Flow cytometry immunophenotyping was also performed on peripheral blood, evidencing a B-cell clonal population positive for CD20, CD22, CD25, CD11c, CD103, and CD123 and negative for CD5, CD10, and CD38 (60% of nucleated cells analyzed). No other alterations were observed, as the remaining 27% of lymphocytes was represented by: 78% CD3+ T lymphocytes; 13% CD19+ B cells with no κ/λ restriction (κ/λ, 61%/39%); 24% CD3−CD56+ natural killer (NK) cells; and 15% CD3+CD56+ NKT cells. CD14+ monocytes were slightly reduced (0.3% of total nucleated cells analyzed).
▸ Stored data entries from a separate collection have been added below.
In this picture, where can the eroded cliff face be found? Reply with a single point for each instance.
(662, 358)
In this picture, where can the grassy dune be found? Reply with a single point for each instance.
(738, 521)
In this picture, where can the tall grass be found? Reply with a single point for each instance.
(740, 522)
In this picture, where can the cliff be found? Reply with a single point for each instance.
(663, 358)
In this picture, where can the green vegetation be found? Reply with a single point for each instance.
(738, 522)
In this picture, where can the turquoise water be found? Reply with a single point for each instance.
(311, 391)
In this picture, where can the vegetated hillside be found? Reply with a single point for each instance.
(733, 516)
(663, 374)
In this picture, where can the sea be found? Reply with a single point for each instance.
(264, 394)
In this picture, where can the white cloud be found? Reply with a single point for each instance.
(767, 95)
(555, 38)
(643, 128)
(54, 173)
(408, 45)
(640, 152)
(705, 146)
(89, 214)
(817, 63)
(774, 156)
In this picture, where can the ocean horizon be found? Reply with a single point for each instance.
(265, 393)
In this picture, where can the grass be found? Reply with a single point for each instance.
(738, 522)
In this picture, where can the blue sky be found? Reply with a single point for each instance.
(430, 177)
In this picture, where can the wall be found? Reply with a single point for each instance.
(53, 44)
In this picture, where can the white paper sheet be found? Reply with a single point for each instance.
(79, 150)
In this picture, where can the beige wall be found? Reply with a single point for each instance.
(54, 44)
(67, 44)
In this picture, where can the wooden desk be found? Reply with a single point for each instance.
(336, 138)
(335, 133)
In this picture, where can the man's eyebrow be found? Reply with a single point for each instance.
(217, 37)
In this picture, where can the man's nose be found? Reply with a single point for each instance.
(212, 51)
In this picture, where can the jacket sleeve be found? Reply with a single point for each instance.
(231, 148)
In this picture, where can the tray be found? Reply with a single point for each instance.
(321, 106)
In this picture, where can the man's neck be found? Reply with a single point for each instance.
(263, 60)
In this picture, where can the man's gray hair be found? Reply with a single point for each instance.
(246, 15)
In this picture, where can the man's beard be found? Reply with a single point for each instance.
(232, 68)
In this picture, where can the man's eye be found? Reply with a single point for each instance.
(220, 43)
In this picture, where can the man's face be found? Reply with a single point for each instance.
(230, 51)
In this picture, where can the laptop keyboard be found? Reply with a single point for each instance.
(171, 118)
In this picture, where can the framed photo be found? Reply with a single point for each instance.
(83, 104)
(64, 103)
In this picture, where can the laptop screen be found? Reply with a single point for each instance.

V600E BRAF mutation was detected by next-generation sequencing (NGS). BM biopsy confirmed the presence of hairy cells (60% of total examined cells), and HCL diagnosis was made. Total-body CT scan was also performed, and severe splenomegaly (longitudinal diameter (LD), 21 cm; and transversal diameter (TD), 12 cm) was documented. Moreover, large, hypodense, irregular areas within splenic parenchyma were observed, suggestive of initial splenic rupture, supported by the presence of a peri-splenic fluid. Several lymph node enlargements were observed: at hepatic hilum (maximum diameter, 2.6 cm), interaortocaval, and left paraaortic areas (maximum diameter, 1.3 cm) (Figure 2A and Figure 3A).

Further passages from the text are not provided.